The Debtor is moving to reopen this closed Chapter 7 proceeding in order to reduce and avoid, pursuant to 11 U.S.C. § 522(f), two judgment liens of The Bank of Smithtown ("Smithtown") on his residence. 11 U.S.C. § 522(f) authorizes a debtor to avoid judicial liens that impair the debtor's exemption. The debtor claims that Smithtown's liens impair his homestead exemption. Smithtown opposes the motion in reliance on Alu v. State of New York Department of Taxation and Finance, 41 B.R. 955 (E.D.N.Y.1984) (Wexler, J.) asserting that Alu requires that the debtor's motion be denied as a matter of law.
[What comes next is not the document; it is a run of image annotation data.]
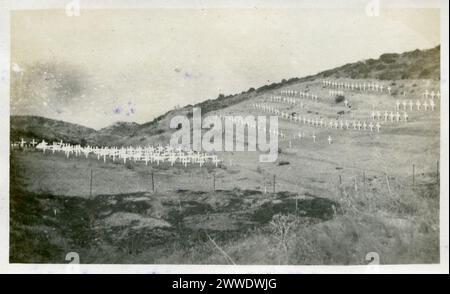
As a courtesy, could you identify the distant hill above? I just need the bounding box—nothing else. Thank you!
[316,46,441,80]
[10,116,96,144]
[11,46,440,145]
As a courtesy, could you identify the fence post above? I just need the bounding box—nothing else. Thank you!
[152,171,155,192]
[273,175,276,194]
[363,171,366,195]
[436,159,439,184]
[89,168,92,198]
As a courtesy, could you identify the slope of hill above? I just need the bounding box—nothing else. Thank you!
[11,46,440,145]
[10,116,96,144]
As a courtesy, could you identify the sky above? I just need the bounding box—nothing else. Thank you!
[11,8,440,129]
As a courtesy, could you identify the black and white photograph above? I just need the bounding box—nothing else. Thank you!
[0,0,449,273]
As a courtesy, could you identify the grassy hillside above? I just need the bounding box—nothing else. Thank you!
[11,46,440,145]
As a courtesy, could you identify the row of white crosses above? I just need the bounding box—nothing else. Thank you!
[36,140,220,167]
[370,110,409,122]
[322,80,392,94]
[220,113,286,139]
[280,90,319,100]
[255,104,381,132]
[423,90,441,100]
[395,99,436,111]
[269,96,304,108]
[328,90,344,97]
[11,138,38,148]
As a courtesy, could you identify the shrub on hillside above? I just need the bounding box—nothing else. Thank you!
[334,95,345,103]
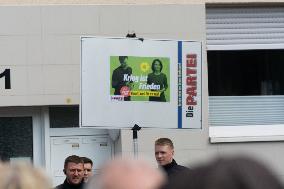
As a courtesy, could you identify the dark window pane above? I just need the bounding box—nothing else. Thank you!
[207,50,284,96]
[0,117,33,161]
[49,106,79,128]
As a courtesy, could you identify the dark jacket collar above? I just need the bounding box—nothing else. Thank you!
[161,159,177,170]
[63,179,84,189]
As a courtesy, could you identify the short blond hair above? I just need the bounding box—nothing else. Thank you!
[0,163,52,189]
[155,138,174,149]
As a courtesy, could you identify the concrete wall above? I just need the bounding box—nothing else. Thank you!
[0,3,284,185]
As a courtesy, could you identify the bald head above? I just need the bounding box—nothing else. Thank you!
[90,159,165,189]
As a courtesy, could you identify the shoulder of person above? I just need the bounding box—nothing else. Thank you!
[54,184,63,189]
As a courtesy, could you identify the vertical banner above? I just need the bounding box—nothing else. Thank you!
[80,37,202,128]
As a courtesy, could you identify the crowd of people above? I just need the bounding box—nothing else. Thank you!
[0,138,283,189]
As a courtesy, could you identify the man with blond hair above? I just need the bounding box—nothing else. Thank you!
[155,138,189,178]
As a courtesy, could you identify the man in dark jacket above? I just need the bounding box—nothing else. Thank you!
[155,138,188,179]
[55,155,84,189]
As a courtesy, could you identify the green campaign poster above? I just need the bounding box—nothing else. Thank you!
[110,56,170,102]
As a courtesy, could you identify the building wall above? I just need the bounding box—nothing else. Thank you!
[0,1,284,185]
[0,0,284,5]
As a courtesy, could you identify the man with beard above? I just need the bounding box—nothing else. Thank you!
[55,155,84,189]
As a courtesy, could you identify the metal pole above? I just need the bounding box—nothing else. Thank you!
[131,124,141,158]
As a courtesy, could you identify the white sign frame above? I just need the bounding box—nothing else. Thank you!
[80,37,202,129]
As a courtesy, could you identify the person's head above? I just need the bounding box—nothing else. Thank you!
[155,138,174,166]
[81,157,93,182]
[151,59,163,72]
[118,56,128,67]
[87,159,165,189]
[0,162,52,189]
[165,157,282,189]
[63,155,84,185]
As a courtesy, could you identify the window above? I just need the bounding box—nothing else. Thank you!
[49,106,79,128]
[206,4,284,142]
[207,50,284,96]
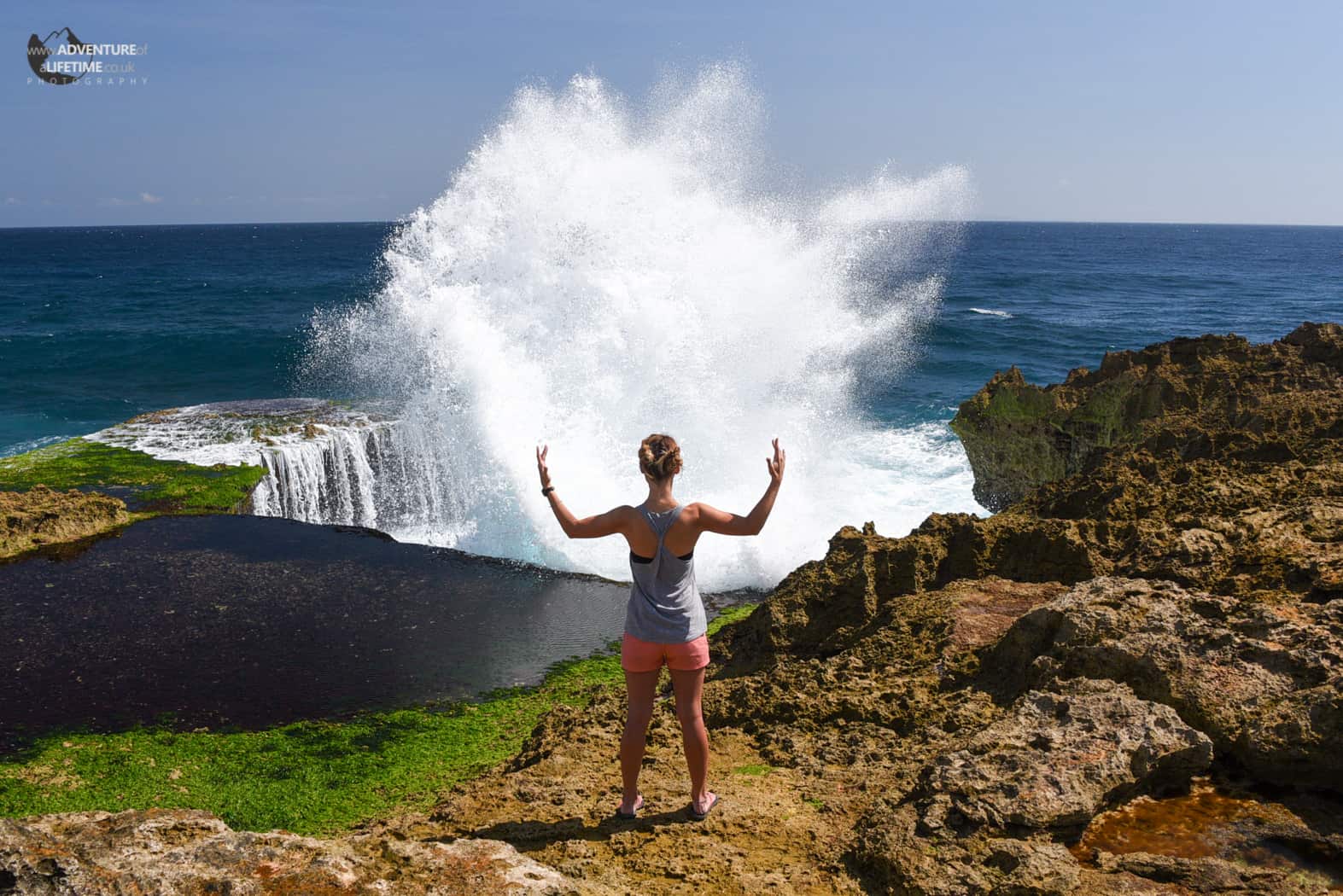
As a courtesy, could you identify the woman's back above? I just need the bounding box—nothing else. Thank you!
[624,504,708,643]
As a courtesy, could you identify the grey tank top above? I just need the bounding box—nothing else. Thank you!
[624,504,708,643]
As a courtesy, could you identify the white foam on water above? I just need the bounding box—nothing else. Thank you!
[305,66,983,587]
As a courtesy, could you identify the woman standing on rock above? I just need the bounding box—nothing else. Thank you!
[536,433,785,821]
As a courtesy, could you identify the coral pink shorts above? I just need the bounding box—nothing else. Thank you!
[621,634,709,672]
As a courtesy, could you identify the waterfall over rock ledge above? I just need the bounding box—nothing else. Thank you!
[86,399,464,534]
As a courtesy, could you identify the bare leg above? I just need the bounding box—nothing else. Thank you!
[621,669,661,813]
[672,669,713,812]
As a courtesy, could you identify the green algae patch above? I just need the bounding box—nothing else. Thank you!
[0,437,266,519]
[0,606,755,835]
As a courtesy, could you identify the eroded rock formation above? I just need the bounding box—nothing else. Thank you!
[0,324,1343,896]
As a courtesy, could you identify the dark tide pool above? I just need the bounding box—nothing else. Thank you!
[0,516,645,748]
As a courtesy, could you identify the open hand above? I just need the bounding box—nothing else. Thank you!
[764,439,788,486]
[536,445,551,488]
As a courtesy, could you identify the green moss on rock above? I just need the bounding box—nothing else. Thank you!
[0,437,266,515]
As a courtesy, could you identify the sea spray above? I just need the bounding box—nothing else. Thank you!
[303,66,979,587]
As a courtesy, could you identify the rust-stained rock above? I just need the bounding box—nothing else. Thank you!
[984,578,1343,791]
[0,486,131,558]
[0,809,577,896]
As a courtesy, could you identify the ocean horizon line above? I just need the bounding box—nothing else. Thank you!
[0,216,1343,230]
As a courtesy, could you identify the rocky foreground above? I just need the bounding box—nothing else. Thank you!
[0,324,1343,896]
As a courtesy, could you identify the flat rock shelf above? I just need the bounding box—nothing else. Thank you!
[0,515,628,750]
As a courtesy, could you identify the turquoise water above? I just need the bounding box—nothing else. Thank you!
[0,217,1343,455]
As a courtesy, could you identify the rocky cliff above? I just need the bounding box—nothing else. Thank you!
[0,324,1343,896]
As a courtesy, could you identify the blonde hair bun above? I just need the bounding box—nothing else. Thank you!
[639,432,681,480]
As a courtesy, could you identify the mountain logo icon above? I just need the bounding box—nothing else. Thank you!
[28,28,93,84]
Issue on which this motion turns is: Does Section 522(f) of the Code give a debtor an exemption broader than that available to him under state law when the state has opted out of the federal exemptions? That issue is now before the Supreme Court on certiorari to the Eleventh Circuit in In re Owen, 877 F.2d 44 (11th Cir.1989), cert. granted, ___ U.S. ___, 110 S.Ct. 2166, 109 L.Ed.2d 496 (1990). Conceivably the Court's decision in that case may be dispositive of the right of the plaintiff to the relief he is now seeking.

The critical facts are not in dispute, although some issues remain to be resolved.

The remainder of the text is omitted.